The diagnosis of Alzheimer's disease typically requires a microscopic analysis of plaques and tangles in brain tissue, usually at autopsy. However, Aβ plaques (along with cerebral Aβ-amyloid angiopathy) can be detected in the brains of living subjects by preparing radiolabeled agents that bind selectively to Aβ deposits in the brain after being infused into the blood. The ligands cross the blood–brain barrier and attach to aggregated Aβ, and their retention in the brain is assessed by positron emission tomography. In addition, the presence of plaques and tangles can be estimated by measuring the amounts of the Aβ and tau proteins in the cerebrospinal fluid.

==Occurrence==
The probability of having plaques in the brain increases with advancing age. From the age of 60 years (10%) to the age of 80 years (60%), the proportion of people with senile plaques increases linearly. Women are slightly more likely to have plaques than are men. Both plaques and Alzheimer's disease also are more common in aging persons with trisomy-21 (Down syndrome). This is thought to result from the excess production of Aβ because the APP gene is on chromosome 21, which exists as three copies in Down syndrome.

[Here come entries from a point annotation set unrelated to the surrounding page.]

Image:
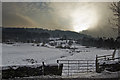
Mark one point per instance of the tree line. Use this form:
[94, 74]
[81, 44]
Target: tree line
[108, 43]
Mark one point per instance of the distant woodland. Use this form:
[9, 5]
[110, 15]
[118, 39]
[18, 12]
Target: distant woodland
[38, 35]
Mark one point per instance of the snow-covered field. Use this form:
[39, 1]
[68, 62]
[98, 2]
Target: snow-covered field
[26, 53]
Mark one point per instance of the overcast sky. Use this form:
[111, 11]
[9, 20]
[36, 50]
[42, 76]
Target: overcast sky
[74, 16]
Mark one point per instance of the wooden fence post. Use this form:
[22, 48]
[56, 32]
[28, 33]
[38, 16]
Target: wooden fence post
[43, 68]
[96, 63]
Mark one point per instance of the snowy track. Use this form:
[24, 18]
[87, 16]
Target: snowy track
[24, 54]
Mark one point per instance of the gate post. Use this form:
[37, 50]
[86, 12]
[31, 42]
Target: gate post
[97, 64]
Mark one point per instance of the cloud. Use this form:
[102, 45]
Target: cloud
[56, 15]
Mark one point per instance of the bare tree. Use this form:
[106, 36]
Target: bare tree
[115, 7]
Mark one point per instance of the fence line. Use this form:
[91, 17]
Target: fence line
[77, 66]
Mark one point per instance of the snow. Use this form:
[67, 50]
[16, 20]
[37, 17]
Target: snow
[28, 54]
[25, 53]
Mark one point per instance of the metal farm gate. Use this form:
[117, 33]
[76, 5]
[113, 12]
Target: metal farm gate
[71, 67]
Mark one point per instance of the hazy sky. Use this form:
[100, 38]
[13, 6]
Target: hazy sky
[74, 16]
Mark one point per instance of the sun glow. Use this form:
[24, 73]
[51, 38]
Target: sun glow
[84, 19]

Amyloid plaques naturally occur in the aging brains of animal species ranging from birds to great apes. They have been found in all nonhuman primates examined thus far. Neurofibrillary tangles are rare, however, and no nonhuman species has been shown to have dementia along with the complete neuropathology of Alzheimer's disease.

==Research==
Both human samples and experimental models of Alzheimer's disease have been used to study the biochemical, cytological, and inflammatory characteristics of amyloid plaques. Experimental studies have focused not only on delineating mechanisms by which plaques arise and proliferate, but also on discovering methods by which they can be detected (and potentially prevented/removed) in the living brain. However, several aspects of amyloid biology are still under investigation.